Today, all living cells rely on enzymes to attach amino acids to RNA in a process called aminoacylation. But those very enzymes are themselves built by ribosomes, which in turn need aminoacylated RNA to function. It’s a classic chicken-or-egg paradox at the heart of biology: which came first, the protein machines or the code that makes them?
A new study has now revealed a way out of this puzzle.

Aminoacylation: The first step toward proteins
In simple terms, aminoacylation means attaching an amino acid to RNA. This step is essential because it allows RNA to guide the assembly of proteins—the molecules that carry out most of life’s work.
But without enzymes, how could early life pull this off?
Thioesters: Ancient chemical helpers
The answer lies in chemistry older than biology itself. The researchers discovered that thioesters, sulfur-containing compounds likely abundant on the early Earth, could provide the necessary spark.
Thioesters activated amino acids, making them reactive enough to bond with RNA. In effect, these simple molecules acted as chemical stand-ins for enzymes, enabling a reaction that once seemed impossible without biological machinery.

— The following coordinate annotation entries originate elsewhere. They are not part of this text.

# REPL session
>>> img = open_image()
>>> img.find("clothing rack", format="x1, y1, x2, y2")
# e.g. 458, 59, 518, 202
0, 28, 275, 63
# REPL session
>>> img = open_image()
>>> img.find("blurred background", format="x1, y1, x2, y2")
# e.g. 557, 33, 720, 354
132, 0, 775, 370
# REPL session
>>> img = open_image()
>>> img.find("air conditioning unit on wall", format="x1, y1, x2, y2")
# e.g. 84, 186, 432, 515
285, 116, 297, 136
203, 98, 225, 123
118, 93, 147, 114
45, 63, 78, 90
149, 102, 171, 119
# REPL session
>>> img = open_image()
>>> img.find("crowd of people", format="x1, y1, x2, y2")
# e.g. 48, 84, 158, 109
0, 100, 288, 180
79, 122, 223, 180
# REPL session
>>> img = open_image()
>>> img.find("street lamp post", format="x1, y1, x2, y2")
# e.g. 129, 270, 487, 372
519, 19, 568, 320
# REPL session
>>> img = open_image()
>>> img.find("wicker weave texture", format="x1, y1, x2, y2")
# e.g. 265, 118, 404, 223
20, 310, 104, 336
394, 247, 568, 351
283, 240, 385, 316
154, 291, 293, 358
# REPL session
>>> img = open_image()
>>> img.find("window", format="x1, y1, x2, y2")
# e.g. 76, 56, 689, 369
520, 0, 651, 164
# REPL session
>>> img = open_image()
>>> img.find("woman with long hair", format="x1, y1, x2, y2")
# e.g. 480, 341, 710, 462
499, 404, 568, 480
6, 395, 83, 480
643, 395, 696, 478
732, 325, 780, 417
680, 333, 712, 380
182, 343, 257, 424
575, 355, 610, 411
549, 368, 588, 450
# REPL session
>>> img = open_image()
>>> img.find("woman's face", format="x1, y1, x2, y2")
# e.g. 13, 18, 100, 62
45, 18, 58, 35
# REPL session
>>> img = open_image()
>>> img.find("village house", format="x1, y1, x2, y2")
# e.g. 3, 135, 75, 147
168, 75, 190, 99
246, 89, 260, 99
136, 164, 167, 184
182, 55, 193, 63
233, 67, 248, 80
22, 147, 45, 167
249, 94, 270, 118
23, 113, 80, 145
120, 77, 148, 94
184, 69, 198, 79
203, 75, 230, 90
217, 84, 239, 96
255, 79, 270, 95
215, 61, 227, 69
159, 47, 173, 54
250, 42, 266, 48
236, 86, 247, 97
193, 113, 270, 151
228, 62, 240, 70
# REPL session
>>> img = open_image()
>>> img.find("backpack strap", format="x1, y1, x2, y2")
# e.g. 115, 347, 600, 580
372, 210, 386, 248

Interestingly, thioesters still play a central role in modern metabolism, especially through coenzyme A, hinting that our own biochemistry carries echoes of this ancient chemistry.
A pathway in water—and in ice
Even more remarkable, this reaction worked in plain water—the very medium where life began. When conditions were cooled to around –7°C, the process became even more efficient.
This finding invites us to picture the icy ponds and shallow seas of the early Earth, where freeze-thaw cycles could have provided natural laboratories for these critical first steps toward life.
Breaking the paradox
This chemical pathway bypasses the paradox of life’s beginnings. It shows that RNA could be aminoacylated without the help of enzymes, long before proteins or ribosomes existed.
That means RNA could carry amino acids on its own, setting the stage for the eventual emergence of the ribosome—biology’s great protein-building factory.
Why it matters
By demonstrating that aminoacylation can happen without enzymes, this research bridges a crucial gap between RNA chemistry and protein chemistry. It suggests a realistic scenario for how life’s code began, dissolving one of the toughest paradoxes in origins-of-life science.
It’s a reminder that biology’s deepest mysteries often come down to chemistry—and that life’s beginnings may have been less miraculous and more inevitable than we once thought.
Conclusion
The discovery that thioesters can link amino acids to RNA without enzymes shows us how life may have started with simple, elegant chemistry. This isn’t just about ancient history—it’s about understanding the fundamental logic of life, and what truly defines it.
Life, it seems, began not with complex machines, but with molecules finding clever ways to copy, connect, and persist.